Hängepartie bei Real Madrid: Mourinho weiter im Amt

Madrid (dpa) - Was tun mit Trainer José Mourinho? Der Präsident von Real Madrid, Florentino Pérez, steht vor einer der schwersten Entscheidungen seiner Amtszeit.

Die Anhänger des spanischen Fußballmeisters - nach einer Umfrage des Sportblatts „Marca“ mehr als 80 Prozent - verlangen die sofortige Entlassung des Portugiesen. Der Trainer hat bei den „Königlichen“ fast alle gegen sich aufgebracht: Offizielle, Spieler und zuletzt - mit der Degradierung der Torhüter-Ikone Iker Casillas zum Ersatzmann - auch die Fans.

Die Ära Mourinhos in Madrid scheint unaufhaltsam dem Ende entgegenzugehen, aber der Real-Clubchef scheut davor zurück, einen Schlussstrich zu ziehen. Pérez machte sich über die Weihnachtstage auf eine Geschäftsreise nach China. Dort kann er Abstand gewinnen und über seine Entscheidung nachdenken. Alles deutet darauf hin, dass er den Portugiesen vorerst nicht entlassen wird. „Mou wird nicht angetastet“, zitierte die Zeitung „El Mundo“ Vereinskreise. „Der Präsident wird bis zum Saisonende hinter dem Trainer stehen.“

Dabei sind die Aussichten für die kommenden Wochen alles andere als rosig: In der spanischen Liga sind bei einem Rückstand von 16 Punkten auf den Tabellenführer FC Barcelona die Chancen für eine Titelverteidigung praktisch gleich null; im Pokal muss Real gegen den Aufsteiger Celta de Vigo eine 1:2-Hinspielniederlage wettmachen; und in der Champions League geht es im Achtelfinale gegen keinen Geringeren als Manchester United.
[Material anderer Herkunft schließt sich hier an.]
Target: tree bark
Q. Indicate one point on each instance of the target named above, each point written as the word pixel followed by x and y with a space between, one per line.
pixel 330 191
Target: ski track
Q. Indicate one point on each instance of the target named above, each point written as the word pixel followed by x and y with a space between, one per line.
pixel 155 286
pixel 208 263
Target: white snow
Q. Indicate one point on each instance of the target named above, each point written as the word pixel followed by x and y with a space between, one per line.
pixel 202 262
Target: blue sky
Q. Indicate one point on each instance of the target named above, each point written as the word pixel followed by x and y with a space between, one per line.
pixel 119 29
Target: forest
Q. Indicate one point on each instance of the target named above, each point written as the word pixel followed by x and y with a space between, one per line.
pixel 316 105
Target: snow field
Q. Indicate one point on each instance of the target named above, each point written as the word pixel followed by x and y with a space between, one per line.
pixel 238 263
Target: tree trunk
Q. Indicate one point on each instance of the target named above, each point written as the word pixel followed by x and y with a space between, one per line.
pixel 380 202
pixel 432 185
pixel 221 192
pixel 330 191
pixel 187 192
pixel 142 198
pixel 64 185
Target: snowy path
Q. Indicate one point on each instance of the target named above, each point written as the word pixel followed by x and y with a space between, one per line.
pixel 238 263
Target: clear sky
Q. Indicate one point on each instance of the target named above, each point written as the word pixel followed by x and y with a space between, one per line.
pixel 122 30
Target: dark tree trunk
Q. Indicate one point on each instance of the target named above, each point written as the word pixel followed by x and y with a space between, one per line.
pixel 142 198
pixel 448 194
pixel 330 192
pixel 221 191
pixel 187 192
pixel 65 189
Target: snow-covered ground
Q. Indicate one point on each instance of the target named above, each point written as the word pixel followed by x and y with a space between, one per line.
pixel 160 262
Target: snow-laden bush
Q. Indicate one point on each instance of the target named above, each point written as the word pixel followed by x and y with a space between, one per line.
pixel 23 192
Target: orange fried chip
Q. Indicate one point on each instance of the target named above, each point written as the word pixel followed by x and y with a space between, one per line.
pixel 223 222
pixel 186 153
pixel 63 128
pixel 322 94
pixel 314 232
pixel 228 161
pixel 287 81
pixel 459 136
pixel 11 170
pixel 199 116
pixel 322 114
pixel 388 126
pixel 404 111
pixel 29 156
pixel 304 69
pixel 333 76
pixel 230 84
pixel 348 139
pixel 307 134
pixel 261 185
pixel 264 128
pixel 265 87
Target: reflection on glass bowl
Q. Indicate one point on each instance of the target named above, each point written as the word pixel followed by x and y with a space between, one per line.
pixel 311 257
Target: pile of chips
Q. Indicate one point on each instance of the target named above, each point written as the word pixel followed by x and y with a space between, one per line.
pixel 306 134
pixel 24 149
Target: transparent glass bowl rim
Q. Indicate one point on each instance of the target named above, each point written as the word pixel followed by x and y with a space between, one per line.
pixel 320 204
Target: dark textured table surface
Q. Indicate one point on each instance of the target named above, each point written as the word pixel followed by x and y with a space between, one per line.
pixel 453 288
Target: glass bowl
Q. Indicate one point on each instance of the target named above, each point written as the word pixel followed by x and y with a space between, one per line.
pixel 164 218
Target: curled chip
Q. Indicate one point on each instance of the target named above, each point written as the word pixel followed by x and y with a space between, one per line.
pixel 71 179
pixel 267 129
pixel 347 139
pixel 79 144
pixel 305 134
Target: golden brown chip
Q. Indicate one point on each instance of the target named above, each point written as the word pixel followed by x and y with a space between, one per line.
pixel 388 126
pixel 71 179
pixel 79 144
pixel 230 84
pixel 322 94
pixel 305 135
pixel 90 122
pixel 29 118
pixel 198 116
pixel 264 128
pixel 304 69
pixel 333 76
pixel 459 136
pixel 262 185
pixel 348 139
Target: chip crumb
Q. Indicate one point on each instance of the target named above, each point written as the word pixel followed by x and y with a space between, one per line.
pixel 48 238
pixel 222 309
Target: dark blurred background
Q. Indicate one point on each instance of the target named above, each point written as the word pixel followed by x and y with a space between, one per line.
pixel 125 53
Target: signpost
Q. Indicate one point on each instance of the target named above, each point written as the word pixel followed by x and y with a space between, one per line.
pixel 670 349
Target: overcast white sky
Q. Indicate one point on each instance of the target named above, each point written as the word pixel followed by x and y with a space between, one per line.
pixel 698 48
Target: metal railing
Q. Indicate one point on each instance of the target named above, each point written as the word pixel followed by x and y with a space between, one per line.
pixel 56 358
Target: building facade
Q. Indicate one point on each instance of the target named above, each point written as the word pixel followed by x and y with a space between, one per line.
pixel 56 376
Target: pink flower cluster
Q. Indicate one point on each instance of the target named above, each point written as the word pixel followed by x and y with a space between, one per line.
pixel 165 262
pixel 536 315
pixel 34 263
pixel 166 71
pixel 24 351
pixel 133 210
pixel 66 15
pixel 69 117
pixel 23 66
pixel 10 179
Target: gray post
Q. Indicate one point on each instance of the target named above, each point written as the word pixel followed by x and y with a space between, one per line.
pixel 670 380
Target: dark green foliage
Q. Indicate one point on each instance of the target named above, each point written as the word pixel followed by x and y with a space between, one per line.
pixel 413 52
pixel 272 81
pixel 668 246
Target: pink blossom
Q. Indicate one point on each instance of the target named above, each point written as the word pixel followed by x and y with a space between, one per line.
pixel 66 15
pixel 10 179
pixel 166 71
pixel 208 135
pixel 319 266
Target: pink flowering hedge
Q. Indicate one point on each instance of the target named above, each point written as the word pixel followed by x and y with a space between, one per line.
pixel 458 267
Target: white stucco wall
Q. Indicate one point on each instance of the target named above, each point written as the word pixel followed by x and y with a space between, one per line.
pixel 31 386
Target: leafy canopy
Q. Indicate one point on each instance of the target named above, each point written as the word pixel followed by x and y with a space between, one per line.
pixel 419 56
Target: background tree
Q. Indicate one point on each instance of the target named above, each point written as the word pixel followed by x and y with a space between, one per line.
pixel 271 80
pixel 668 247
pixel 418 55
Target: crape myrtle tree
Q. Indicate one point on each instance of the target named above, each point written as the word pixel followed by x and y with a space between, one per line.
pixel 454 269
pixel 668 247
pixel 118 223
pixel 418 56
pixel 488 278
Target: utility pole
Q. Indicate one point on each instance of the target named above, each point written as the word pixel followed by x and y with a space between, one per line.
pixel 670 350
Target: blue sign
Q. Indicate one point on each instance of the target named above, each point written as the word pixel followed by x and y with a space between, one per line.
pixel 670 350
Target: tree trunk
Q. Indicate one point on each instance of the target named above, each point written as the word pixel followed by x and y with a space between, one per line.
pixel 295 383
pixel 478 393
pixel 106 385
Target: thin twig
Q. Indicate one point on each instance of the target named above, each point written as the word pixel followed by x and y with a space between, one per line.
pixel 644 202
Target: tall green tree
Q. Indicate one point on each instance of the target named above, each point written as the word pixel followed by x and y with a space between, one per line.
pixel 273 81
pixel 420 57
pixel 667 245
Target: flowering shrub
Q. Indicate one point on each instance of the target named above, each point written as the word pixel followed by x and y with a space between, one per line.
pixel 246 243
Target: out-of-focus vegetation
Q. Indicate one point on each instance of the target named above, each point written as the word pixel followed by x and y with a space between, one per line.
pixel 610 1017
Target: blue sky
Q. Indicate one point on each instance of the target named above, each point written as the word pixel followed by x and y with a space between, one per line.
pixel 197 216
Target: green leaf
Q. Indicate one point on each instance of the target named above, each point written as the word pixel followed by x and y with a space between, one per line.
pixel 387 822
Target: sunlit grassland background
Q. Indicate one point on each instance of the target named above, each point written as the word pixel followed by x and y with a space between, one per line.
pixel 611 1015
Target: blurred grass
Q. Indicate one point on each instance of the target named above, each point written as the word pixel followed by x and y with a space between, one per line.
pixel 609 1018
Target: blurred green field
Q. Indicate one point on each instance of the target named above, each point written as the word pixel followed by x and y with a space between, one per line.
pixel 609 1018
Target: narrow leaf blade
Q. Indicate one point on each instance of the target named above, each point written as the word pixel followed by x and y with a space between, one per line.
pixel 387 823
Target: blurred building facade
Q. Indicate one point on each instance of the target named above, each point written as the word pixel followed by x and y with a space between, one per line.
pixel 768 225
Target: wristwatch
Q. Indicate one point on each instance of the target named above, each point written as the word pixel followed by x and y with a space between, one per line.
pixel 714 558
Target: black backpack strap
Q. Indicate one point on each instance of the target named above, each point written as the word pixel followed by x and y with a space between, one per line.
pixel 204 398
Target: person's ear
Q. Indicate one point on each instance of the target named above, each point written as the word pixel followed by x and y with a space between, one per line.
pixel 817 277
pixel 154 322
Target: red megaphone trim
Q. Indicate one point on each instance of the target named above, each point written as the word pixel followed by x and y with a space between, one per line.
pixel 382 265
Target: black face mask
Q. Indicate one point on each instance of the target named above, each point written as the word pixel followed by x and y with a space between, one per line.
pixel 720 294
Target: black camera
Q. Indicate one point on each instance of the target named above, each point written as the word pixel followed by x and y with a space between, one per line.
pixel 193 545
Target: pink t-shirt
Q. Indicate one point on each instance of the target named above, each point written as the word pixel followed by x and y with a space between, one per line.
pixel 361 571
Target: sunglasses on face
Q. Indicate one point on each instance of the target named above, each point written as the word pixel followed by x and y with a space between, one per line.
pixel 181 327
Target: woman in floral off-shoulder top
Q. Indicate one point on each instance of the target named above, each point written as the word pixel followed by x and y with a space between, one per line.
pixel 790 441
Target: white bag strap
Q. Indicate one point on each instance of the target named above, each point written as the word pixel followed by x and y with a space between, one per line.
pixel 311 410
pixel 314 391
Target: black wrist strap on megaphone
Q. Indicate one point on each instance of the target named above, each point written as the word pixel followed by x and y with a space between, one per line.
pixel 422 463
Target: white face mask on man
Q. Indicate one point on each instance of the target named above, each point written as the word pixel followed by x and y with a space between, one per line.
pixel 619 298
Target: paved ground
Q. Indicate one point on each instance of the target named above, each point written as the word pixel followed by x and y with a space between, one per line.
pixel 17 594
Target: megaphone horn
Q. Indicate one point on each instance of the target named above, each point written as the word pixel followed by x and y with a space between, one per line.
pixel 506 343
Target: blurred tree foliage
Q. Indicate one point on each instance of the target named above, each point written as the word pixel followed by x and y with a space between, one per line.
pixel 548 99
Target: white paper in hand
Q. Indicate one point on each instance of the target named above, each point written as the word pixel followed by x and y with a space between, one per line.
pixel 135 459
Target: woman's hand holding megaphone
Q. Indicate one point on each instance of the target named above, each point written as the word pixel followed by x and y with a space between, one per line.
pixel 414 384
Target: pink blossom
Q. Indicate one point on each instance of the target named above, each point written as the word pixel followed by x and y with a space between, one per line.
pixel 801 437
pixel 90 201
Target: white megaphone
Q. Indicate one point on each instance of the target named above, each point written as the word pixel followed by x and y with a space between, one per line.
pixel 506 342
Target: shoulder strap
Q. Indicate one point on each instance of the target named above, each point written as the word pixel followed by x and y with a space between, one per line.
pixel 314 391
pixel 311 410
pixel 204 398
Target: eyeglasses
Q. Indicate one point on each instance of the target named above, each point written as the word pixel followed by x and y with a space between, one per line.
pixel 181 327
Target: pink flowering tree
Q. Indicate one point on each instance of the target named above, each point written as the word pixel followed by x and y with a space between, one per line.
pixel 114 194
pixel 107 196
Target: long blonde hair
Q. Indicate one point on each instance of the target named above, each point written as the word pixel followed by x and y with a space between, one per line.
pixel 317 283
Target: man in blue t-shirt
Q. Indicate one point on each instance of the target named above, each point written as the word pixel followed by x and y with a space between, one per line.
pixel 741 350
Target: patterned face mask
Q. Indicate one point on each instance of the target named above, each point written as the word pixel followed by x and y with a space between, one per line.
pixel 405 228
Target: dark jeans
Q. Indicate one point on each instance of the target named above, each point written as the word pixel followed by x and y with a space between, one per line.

Der Real-Präsident hat für sein Festhalten an dem unbeliebten Trainer gute Gründe. Pérez hatte das gesamte Programm seiner Amtszeit auf Mourinho aufgebaut. Er hatte dem Portugiesen Machtbefugnisse gegeben, wie sie noch nie ein Trainer bei Real gehabt hatte. Mit einer Entlassung würde Pérez indirekt sein eigenes Scheitern eingestehen. Zudem müsste Real dem Trainer, dessen Vertrag noch bis 2016 läuft, eine Abfindung zahlen, deren Höhe in der Presse auf 10 bis 20 Millionen Euro beziffert wird. Schließlich ist ein potenzieller Nachfolger nicht in Sicht.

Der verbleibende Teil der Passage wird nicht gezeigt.